It is often the incorrect selection of a licence and conducting one type of activity under the guise of another that becomes the source of problems. This mistake occurs for several reasons:

  • A desire to save money (obtaining additional ministry approvals increases the cost of the licence) and time.
  • An unwillingness to follow the rules and complete the necessary approval procedures with all relevant authorities.
  • Incompetence on the part of consultants who propose the wrong licensing procedure.

Selecting the wrong type of licence may be treated by the authorities as a deliberate violation of the law. Operating under an incorrectly chosen and registered licence is practically equivalent to conducting business without a licence at all.

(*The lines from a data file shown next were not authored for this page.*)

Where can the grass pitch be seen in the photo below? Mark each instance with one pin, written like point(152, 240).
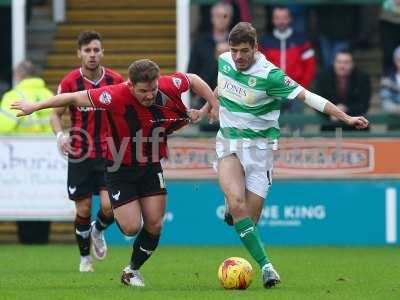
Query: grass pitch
point(51, 272)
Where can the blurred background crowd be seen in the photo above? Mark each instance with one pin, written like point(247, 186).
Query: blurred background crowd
point(348, 53)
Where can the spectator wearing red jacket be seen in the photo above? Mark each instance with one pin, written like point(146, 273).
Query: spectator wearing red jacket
point(289, 50)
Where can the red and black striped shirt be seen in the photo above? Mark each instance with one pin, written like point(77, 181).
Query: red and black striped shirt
point(139, 133)
point(88, 125)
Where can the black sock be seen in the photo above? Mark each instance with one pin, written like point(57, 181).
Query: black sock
point(102, 221)
point(82, 234)
point(143, 247)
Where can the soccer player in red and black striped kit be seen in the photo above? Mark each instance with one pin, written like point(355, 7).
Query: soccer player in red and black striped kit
point(142, 112)
point(86, 148)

If the regulatory authorities discover such a violation, the company will be required to pay a fine, and in rare cases may even receive a ban on further business activity.

Finance, Audit, and Taxation: Key Considerations

On 1 June 2023, the Corporate Tax Law came into force in the United Arab Emirates, significantly altering the tax obligations of companies. For the majority of businesses using a calendar financial year, the first reporting period under the new tax regime began on 1 January 2024 and ran until 31 December 2024. It is important to note that the corporate tax return must be filed, and the tax paid, within nine months of the end of the reporting period.

With the introduction of the federal corporate tax, the UAE has maintained the competitiveness of free zones through the “qualifying income” regime, which allows a zero rate to be applied provided certain conditions are met. At the same time, companies are required to maintain proper accounting records, file returns, and comply with economic substance requirements.

VAT at a rate of 5% applies to the supply of goods and provision of services within the UAE where the mandatory registration threshold is exceeded (AED 375,000, approximately USD 102,500). The export of goods and services outside the UAE is, in most cases, zero-rated.

From 2025, a number of UAE free zones have introduced mandatory audits for companies as a condition for licence renewal. This requirement is aimed at ensuring financial transparency and compliance with regulatory standards.

The essence of the change is that previously many free zone companies were able to renew their licences without audited financial statements, particularly where activity was minimal. Free zones are now gradually transitioning to a model under which a company must submit audited financial statements prepared by a licensed auditor registered in the UAE. Without this, licence renewal may be suspended or refused.

  • DMCC, DIFC, ADGM — audit is already a must-have
  • RAKEZ, IFZA, SHAMS, Ajman FZ — a hybrid transitional regime is in effect, temporarily exempting companies with turnover below a specified threshold from the submission of audited statements
  • 2025 is the point at which operating “without financial reporting” becomes the exception, not the norm

The question of bank accounts deserves separate attention. The account opening process requires a transparent structure, a clear business rationale, readiness for detailed compliance procedures, and engagement of competent specialists in the sector.

Conclusion

Free economic zones in the UAE are a powerful instrument for international business structuring, but not a one-size-fits-all “default” solution. They offer entrepreneurs speed, flexibility, and tax efficiency, but in return demand discipline, precise planning, and adherence to the rules.

The key takeaway is straightforward: a successful business in a free zone begins not with company registration, but with the right architecture — legal, tax, and operational. It is precisely this approach that allows the advantages of the UAE to be used to their fullest and systemic errors to be avoided from the outset.